It doesn’t take a military genius to know that an enemy acquiring your war plans could be an unmitigated disaster. Journalist Geraldo Rivera got kicked out of the Iraq War in 2003 for giving away troop movements on live television. Gen. George McClellan won the Battle of Antietam in part because he had the Confederate battle plan. There’s just a lot that could go wrong if the enemy has a clue as to what’s about to happen.
With this in mind, it’s easy to understand why Prime Minister Margaret Thatcher would be upset at the idea of the British Broadcasting Corporation (BBC) transmitting the UK’s war plans live on the air. The BBC didn’t have the Royal Navy’s exact plans, but what it learned was close enough for The Iron Lady to accuse them of aiding the enemy.
On April 2, 1982, Argentina under dictator Leopoldo Galtieri invaded the Falkland Islands. The Falklands have a long colonial history, but the British have maintained a troops presence on the islands since 1833 and they were made a crown colony in 1840. The government of Argentina has disputed the British presence there ever since.
In 1976, the democratically elected government of Isabel Peron was overthrown in a coup. In its place, the military installed a right-wing junta that suspended Argentina’s Congress, trade unions, and local elected rule. Galtieri rose to lead the repressive junta after years of economic crises. When Galtieri’s popularity in the country began to flounder, he ordered the Argentine military to take the Falklands by force. The operation was over in a single day.
Despite appearances, the invasion did not catch the British entirely by surprise. British intelligence knew about the invasion before it launched but the British government could not launch an adequate countermeasure in time. Once the invasion was on, however, Thatcher quickly mobilized a task force to sail for the islands.

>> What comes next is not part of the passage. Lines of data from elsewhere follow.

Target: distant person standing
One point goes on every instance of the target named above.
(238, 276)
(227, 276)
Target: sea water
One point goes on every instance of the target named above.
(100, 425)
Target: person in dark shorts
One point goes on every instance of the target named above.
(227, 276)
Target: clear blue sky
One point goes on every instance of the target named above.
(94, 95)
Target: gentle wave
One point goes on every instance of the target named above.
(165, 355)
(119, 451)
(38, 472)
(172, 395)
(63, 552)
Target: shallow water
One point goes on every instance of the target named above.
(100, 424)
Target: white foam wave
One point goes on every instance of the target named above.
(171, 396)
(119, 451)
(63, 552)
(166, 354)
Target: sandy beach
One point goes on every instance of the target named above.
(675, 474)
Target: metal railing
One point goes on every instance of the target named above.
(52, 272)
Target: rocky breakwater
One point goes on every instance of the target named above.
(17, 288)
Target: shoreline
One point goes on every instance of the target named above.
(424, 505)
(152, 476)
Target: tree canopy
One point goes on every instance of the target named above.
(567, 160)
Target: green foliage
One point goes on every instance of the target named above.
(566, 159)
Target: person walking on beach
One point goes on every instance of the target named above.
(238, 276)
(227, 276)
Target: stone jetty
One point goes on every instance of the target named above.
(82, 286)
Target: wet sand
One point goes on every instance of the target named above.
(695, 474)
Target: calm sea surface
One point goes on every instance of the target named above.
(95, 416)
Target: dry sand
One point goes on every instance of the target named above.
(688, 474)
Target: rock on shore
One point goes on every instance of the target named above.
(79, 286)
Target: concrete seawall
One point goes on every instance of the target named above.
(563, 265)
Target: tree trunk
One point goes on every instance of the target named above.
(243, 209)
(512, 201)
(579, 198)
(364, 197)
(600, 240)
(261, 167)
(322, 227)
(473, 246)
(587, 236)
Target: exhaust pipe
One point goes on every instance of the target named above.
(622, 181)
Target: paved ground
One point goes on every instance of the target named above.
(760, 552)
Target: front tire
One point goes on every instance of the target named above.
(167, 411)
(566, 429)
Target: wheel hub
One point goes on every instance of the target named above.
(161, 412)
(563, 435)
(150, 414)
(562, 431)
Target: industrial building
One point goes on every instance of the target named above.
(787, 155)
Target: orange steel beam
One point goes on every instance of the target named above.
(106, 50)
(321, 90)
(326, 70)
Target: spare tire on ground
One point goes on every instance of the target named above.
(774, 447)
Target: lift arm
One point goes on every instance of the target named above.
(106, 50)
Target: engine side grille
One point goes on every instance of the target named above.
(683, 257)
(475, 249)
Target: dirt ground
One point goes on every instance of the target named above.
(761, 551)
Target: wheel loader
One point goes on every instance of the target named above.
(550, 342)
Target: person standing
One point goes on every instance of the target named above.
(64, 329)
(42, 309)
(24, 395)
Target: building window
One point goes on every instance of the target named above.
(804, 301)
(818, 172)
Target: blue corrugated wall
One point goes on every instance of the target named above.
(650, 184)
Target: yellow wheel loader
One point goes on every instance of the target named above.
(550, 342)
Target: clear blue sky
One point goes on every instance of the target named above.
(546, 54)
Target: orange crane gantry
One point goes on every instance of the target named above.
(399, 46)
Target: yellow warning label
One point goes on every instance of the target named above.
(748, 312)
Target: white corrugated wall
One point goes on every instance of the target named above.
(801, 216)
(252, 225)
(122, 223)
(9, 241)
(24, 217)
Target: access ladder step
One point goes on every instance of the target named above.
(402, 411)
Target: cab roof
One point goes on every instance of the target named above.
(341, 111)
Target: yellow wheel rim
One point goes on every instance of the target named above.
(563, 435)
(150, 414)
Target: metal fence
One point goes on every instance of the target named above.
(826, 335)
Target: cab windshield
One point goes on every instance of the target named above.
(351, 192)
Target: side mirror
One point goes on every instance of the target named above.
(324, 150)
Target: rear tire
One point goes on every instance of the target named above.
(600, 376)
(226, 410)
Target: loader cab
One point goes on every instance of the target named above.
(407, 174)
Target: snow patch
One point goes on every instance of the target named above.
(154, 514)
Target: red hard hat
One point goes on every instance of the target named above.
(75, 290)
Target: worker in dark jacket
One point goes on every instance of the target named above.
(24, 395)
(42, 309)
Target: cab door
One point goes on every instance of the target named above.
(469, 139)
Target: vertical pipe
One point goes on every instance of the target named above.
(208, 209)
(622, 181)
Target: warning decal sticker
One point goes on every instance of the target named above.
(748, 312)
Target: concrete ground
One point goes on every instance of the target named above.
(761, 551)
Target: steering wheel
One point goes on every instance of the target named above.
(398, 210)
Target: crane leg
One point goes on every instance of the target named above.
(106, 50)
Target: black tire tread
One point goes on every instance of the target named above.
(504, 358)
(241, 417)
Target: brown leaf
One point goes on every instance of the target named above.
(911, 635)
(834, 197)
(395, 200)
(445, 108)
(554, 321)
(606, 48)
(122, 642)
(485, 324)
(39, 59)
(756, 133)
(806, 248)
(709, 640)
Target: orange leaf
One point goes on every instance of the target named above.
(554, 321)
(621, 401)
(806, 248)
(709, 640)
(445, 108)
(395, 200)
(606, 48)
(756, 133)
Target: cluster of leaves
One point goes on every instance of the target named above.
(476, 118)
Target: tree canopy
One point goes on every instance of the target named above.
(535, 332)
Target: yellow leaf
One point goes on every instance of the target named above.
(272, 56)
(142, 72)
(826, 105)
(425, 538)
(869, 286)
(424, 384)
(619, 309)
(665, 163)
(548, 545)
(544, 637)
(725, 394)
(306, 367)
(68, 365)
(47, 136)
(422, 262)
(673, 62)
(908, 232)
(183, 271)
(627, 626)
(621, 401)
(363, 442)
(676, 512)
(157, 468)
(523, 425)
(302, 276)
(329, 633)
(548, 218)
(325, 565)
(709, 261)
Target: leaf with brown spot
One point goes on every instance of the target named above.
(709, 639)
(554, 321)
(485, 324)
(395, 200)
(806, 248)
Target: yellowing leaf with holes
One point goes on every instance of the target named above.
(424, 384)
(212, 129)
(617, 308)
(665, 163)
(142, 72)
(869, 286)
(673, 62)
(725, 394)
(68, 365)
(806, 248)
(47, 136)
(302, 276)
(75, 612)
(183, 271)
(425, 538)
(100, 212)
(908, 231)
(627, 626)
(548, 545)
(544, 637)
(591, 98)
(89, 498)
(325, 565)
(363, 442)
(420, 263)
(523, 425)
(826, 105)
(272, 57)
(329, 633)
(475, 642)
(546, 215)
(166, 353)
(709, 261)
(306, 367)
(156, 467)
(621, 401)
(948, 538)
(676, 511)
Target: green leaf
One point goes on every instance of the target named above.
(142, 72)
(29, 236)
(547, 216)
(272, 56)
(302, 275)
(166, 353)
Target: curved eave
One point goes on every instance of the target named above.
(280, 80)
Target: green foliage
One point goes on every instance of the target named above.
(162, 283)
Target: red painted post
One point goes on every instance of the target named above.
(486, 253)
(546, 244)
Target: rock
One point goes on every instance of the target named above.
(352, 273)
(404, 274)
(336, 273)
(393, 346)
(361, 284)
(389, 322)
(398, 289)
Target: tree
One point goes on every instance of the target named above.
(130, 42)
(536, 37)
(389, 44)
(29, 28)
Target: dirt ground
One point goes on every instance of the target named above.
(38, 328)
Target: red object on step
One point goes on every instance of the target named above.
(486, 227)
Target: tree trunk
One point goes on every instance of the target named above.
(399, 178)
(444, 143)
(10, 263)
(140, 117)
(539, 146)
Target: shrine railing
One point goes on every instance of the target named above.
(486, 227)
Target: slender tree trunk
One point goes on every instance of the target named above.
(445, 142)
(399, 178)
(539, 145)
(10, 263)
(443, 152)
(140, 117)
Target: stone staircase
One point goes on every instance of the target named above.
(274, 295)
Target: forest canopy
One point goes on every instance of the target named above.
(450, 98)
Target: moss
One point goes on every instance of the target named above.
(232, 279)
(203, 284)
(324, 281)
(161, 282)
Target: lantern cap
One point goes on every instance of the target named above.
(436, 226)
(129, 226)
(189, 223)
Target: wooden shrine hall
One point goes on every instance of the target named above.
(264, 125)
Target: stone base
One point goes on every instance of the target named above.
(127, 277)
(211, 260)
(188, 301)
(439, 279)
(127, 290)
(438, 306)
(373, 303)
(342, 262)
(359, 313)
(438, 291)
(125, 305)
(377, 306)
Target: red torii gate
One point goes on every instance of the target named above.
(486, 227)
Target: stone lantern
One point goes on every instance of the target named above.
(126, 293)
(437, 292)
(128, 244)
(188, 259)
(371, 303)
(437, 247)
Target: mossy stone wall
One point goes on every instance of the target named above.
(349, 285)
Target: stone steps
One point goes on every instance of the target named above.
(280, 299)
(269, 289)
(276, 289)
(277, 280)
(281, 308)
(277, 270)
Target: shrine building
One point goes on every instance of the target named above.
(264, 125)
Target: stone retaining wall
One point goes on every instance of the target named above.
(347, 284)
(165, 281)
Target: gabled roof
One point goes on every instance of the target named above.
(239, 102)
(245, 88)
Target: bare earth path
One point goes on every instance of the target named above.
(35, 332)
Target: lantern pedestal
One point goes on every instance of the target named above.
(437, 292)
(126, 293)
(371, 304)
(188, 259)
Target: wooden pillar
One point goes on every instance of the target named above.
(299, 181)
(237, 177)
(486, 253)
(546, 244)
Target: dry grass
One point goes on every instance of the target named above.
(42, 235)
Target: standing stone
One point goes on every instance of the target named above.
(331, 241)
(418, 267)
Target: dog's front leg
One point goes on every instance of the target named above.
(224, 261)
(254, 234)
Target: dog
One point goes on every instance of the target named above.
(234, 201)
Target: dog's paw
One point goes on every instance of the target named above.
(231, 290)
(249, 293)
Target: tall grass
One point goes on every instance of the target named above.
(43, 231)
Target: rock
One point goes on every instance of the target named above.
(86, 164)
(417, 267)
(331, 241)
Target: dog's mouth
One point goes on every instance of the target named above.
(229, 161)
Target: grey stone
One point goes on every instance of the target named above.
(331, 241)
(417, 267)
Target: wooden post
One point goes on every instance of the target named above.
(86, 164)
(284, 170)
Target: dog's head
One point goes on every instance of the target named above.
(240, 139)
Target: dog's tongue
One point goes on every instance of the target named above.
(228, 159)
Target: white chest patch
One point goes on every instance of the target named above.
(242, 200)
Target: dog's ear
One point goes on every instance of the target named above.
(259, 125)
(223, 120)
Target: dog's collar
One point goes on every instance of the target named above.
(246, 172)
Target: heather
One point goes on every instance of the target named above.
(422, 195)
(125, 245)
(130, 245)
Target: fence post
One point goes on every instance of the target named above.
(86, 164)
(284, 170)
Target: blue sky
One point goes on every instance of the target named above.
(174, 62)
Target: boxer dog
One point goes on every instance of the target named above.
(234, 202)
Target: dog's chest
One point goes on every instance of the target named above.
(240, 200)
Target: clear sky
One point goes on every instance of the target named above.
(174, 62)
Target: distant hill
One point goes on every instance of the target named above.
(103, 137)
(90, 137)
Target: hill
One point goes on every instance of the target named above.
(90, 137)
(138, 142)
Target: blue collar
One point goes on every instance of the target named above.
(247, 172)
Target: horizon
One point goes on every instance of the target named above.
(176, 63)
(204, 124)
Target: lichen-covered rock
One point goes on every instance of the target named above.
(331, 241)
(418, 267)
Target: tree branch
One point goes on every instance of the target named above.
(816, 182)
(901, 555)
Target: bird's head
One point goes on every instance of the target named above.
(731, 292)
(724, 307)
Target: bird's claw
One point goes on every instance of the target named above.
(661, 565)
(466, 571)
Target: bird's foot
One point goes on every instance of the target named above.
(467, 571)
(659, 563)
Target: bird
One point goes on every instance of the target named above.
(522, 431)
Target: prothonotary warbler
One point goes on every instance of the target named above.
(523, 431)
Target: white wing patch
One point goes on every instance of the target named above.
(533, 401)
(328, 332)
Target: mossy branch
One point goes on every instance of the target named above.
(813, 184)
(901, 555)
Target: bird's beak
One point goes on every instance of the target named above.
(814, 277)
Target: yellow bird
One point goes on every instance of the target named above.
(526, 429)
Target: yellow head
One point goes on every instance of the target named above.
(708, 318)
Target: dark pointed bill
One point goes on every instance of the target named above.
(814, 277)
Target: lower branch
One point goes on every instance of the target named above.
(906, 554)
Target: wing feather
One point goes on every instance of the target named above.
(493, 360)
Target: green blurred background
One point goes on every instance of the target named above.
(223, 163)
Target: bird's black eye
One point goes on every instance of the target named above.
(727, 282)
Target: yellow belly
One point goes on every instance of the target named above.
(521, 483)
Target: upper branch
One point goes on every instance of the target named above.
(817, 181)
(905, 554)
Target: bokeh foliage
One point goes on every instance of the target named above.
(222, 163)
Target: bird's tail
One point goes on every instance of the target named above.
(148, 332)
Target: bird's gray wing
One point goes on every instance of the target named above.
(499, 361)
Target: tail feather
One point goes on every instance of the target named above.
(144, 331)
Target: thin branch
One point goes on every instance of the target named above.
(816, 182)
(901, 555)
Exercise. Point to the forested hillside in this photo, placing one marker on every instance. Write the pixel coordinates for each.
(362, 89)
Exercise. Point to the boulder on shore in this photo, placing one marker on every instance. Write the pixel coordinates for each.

The BBC is a new service funded by the British government, but the broadcaster, in spite of who was footing its bills, decided to remain neutral in the conflict, reporting on it as if British forces were not from their country. The BBC issued a directive to its services: “We are not Britain. We are the BBC.” As a result, they would avoid referring to British troops and ships as “our” troops, leading Thatcher to recall that language as a “chilling use of the third person.”
A year after the conflict ended, Thatcher would write a 17,000-word remembrance of the Falklands War, recalling her displeasure with the way the BBC reported on it. When the Queen Elizabeth II, a luxury cruise ship converted to a troop transport, began to take soldiers to other ships. The BBC reported its operation and whereabouts. Thatcher was enraged.
“They were sometimes reporting as if they were neutral between Britain and Argentina. At other times we felt strongly that they were assisting the enemy by open discussions with experts on the next likely steps in the campaign… My concern was always the safety of our forces. Theirs was news.”
With the islands occupied, and Argentina refusing to abide by a UN resolution to leave, the British task force of 127 ships was hastily assembled. On April 21, Special Air Service commandos were landed to retake the South Georgia islands as both sides’ naval and air forces battled it out over the Atlantic Ocean. Paratroopers and regular infantry landed on May 27, 1982. By June 1982, the British had retaken the islands after some considerable effort. The BBC reported on it all, and its reports seemed to have little effect on the outcome.
The win boosted Thatcher’s party’s popularity at home, while the dictatorship of Leopoldo Galtieri, quickly collapsed and he was forced to step down, eventually finding himself in an Argentine prison. Argentina still lays claim to the islands, but is unlikely to mount an armed invasion again.